Climate Change is a complex problem. Global warming caused by climate change has been a frequent topic of discussion recently. The UN Climate Conference, held from September 21st to 23rd 2019, was an attempt to create concrete goals to fight climate change within the major nations that attended. However, the oaths made did not impress many climate activists, including 16-year-old Swedish activist and the face of climate change Greta Thunberg. 

The Gunnery’s Environmental Science Teacher, Mr. Lovejoy, says that “anthropogenic climate change can be tied to the emission of greenhouse gases like carbon dioxide, methane, and nitrous oxide.” In 2017, The US Environmental Protection Agency found that industry work contributed 25% of greenhouse gas emissions, electricity contributed 28%, and transportation contributed 29%. Since these activities are the main cause of anthropogenic climate change, for reform to happen, big changes will have to take place among industries and world leaders.  

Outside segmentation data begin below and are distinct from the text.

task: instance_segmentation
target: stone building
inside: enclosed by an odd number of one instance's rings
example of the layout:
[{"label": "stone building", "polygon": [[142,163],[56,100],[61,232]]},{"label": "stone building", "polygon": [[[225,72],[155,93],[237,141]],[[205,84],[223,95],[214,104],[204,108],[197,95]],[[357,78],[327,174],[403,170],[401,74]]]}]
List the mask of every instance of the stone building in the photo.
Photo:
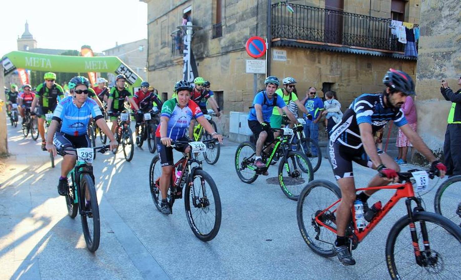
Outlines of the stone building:
[{"label": "stone building", "polygon": [[[141,39],[122,45],[116,42],[115,46],[103,51],[106,56],[118,57],[144,80],[147,80],[146,62],[147,61],[147,39]],[[109,80],[114,79],[108,74]]]},{"label": "stone building", "polygon": [[[254,77],[245,63],[253,58],[245,44],[253,36],[269,37],[270,74],[294,77],[300,97],[310,86],[332,89],[345,107],[363,92],[382,91],[390,67],[416,74],[416,59],[404,55],[389,26],[391,18],[418,24],[420,0],[142,0],[148,4],[149,81],[171,96],[182,78],[177,27],[187,13],[202,28],[193,38],[199,75],[211,82],[225,114],[247,112],[252,103]],[[262,89],[265,74],[258,76]]]}]

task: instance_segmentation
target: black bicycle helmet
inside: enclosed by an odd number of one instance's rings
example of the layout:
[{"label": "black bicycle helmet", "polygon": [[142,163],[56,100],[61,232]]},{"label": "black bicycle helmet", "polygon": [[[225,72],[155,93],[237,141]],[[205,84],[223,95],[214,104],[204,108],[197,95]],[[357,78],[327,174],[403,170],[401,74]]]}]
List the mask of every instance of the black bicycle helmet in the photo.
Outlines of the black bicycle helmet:
[{"label": "black bicycle helmet", "polygon": [[389,69],[384,78],[383,83],[390,87],[393,91],[402,91],[407,95],[414,94],[414,83],[411,77],[403,71]]},{"label": "black bicycle helmet", "polygon": [[194,90],[192,85],[184,80],[177,81],[174,85],[174,91],[177,92],[179,91],[187,90],[192,91]]}]

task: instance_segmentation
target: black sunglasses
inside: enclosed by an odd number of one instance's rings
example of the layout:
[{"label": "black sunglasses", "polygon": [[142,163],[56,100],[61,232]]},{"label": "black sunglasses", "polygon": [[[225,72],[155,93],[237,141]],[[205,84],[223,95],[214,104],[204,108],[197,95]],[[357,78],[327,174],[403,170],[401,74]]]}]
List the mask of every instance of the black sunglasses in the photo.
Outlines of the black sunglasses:
[{"label": "black sunglasses", "polygon": [[76,91],[75,91],[75,93],[77,93],[77,94],[82,94],[82,93],[84,93],[85,94],[88,94],[88,93],[89,93],[89,91],[88,90],[77,90]]}]

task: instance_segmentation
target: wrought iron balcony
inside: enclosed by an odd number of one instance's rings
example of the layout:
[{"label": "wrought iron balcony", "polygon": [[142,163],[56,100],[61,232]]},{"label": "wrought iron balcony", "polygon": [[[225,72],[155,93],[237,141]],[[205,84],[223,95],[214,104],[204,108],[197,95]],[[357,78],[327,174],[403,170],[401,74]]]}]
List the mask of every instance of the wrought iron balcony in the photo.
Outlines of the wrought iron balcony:
[{"label": "wrought iron balcony", "polygon": [[[287,9],[287,5],[292,12]],[[336,46],[403,52],[405,45],[390,33],[390,21],[386,18],[280,2],[272,5],[271,34],[272,39],[303,40]]]}]

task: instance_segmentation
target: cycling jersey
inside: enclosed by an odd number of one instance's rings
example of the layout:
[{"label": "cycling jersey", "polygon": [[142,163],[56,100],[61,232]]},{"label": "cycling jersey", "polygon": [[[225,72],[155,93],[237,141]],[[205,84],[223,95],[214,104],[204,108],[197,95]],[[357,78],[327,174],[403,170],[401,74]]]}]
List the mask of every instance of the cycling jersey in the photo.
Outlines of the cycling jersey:
[{"label": "cycling jersey", "polygon": [[58,104],[53,120],[62,121],[61,132],[79,136],[87,134],[88,122],[91,117],[95,121],[103,118],[99,106],[94,100],[87,98],[79,108],[74,103],[74,97],[68,96]]},{"label": "cycling jersey", "polygon": [[[189,131],[189,126],[192,118],[197,119],[203,115],[200,108],[191,100],[182,109],[177,105],[176,98],[166,101],[162,106],[161,116],[169,118],[166,137],[173,141],[184,137]],[[155,136],[160,137],[160,124],[157,127]]]},{"label": "cycling jersey", "polygon": [[125,109],[123,103],[127,97],[132,97],[131,93],[126,88],[124,88],[121,91],[118,90],[117,86],[114,86],[111,89],[109,93],[109,98],[113,100],[112,110],[121,112]]},{"label": "cycling jersey", "polygon": [[36,91],[43,112],[53,111],[59,101],[64,98],[64,90],[57,84],[53,85],[51,89],[47,87],[45,83],[40,84],[37,86]]},{"label": "cycling jersey", "polygon": [[359,125],[366,122],[371,124],[374,133],[391,120],[399,127],[407,123],[402,109],[385,107],[383,94],[364,93],[352,102],[343,120],[333,127],[330,140],[358,149],[363,145]]},{"label": "cycling jersey", "polygon": [[30,108],[32,106],[32,102],[34,100],[34,97],[35,93],[30,92],[28,94],[26,94],[23,91],[19,94],[18,98],[23,100],[23,105],[26,108]]}]

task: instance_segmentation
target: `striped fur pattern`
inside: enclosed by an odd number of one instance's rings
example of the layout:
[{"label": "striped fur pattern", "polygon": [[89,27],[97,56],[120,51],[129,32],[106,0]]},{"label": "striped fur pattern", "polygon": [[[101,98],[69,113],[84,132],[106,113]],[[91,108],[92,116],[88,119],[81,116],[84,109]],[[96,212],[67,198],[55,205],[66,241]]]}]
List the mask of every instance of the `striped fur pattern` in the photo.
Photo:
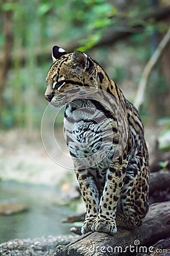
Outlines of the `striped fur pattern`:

But what can be done to combat climate change? David Attenborough, the voice of the BBC’s Planet Earth says, “If we don’t take action, the collapse of our civilizations and the extinction of much of the natural world is on the horizon.”

Graph of Carbon Dioxide levels over the years
via NASA

However, at the UN Climate Conference, the vows made by major leaders and countries fell short of the expectations of many advocates and diplomats. Among these countries were America and China, which make up about 40% of global greenhouse gas emissions.

China made no new promises to greatly reduce its emissions, and according to The New York Times, the U.S. “said nothing at all.” While the Trump Administration seems to be uninterested in climate control, American students are extremely concerned about the current and future effects of climate change. 

Unsurprisingly, students are the biggest advocates for climate change; this crisis will majorly affect their future. On Friday, September 20th 2019, students led by Greta Thunberg demonstrated their concerns in the Youth Climate Strikes.

The New York Times says that teenage climate activists “mobilized some 4 million people across 160 countries during the global climate strikes”. In DC groups such as Extinction Rebellion, and 350 Life blocked the streets of Washington DC in an act of climate protest. At the Youth Climate Conference Greta Thunberg said, “Don’t invite us here to just tell us how inspiring we are without actually doing anything about it, because it doesn’t lead to anything.” Young activists clearly want change, but the people in charge are not acting the same amount of urgency as the younger generations.

What Is Climate Change?

According to environmental science teacher Mr. Lovejoy, anthropogenic climate change is the change in global temperatures that is caused by human activity. Mr. Lovejoy says, “climate on Earth has changed constantly throughout history, long before humans emerged…[but] the most essential and dangerous difference between modern anthropogenic climate change and past climate shifts is the pace of the change.” 

This rapid change in pace, Mr. Lovejoy states, is almost impossible for most life on earth to adapt to. Every year, the increase in global temperatures has caused a multitude of natural disasters. According to Vice News, within the past decade, global warming has caused tides to rise, mass migrations, famines, droughts, floods, and wildfires. Natural disasters like this will continue to occur increasingly if a change is not made.

Climate Change At The Gunnery

The Gunnery community is a small ecosystem. While students can’t directly change the level of importance global leaders have placed on climate change, we certainly can make changes in our individual communities. So, how can we control our carbon footprint here at the Gunnery?

We have already placed a greater emphasis on recycling in past years, but there are more changes to be made. Gwendolyn Brown ‘20, the President of Green Club says, “I think just as a Gunnery student, being a little more mindful would make a huge difference…because we are the generation that is going to be affected.” Gwen suggests cutting down on energy consumption and using reusable water bottles as a way of being mindful every day. Gwen also says, “the Gunnery could consume less beef and pork.”

Climate change is a real problem, and it seems like the younger generations will be left to fix what has been set up for us. So what can we do to further combat climate change and secure a future with a healthy and habitable planet for ourselves?